Well the news is out. It’s not mind-blowing but it’s very respectable. Apple is selling textbooks through the iBookstore for $US15, books can be created using iBooks Author on Mac, and there is useful integration with the now separate iTunes U app. If you buy the cheapest iPad and all your school or university textbooks in the iBookstore, you will definitely come out in front. Well, unless you buy all your textbooks second hand. But then you have two disadvantages. First, you have to carry them all. Second, they’re at least one year old/out-of-date. You would probably still be paying at least $US20 for them anyway.
Apple’s digital textbook solution is good. I can’t imagine a product of equal quality coming to Android tablets any time soon.

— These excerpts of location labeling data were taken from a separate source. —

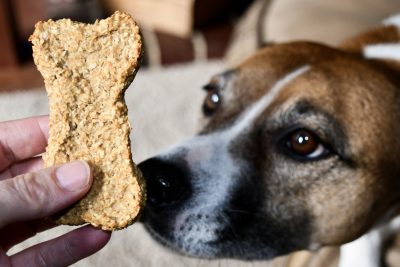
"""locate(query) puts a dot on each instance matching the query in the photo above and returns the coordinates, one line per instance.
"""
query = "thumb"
(43, 193)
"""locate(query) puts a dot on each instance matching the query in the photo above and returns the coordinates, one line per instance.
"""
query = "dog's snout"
(166, 182)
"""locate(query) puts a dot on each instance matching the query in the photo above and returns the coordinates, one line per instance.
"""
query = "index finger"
(22, 139)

The only way it might work is if the textbooks reside in the cloud and you purchase access subscription. Android is too open for a non-piratable offline solution. DRM is critical but only Apple seem to have found the right price-point for their walled-garden content stores.
I’m probably not going to be buying any textbooks for myself and by the time I have children in high school and university it will be a whole other ball game. But, as someone very interested in publishing, information and communication technology, I am well impressed with Apple’s newest products.
Update: Only 8 textbooks on launch is a bit lean.
Update: Matt’s post on TechCrunch is useless hyperbole and he makes few reasonable points behind the tirade. Greg’s post is far more balanced.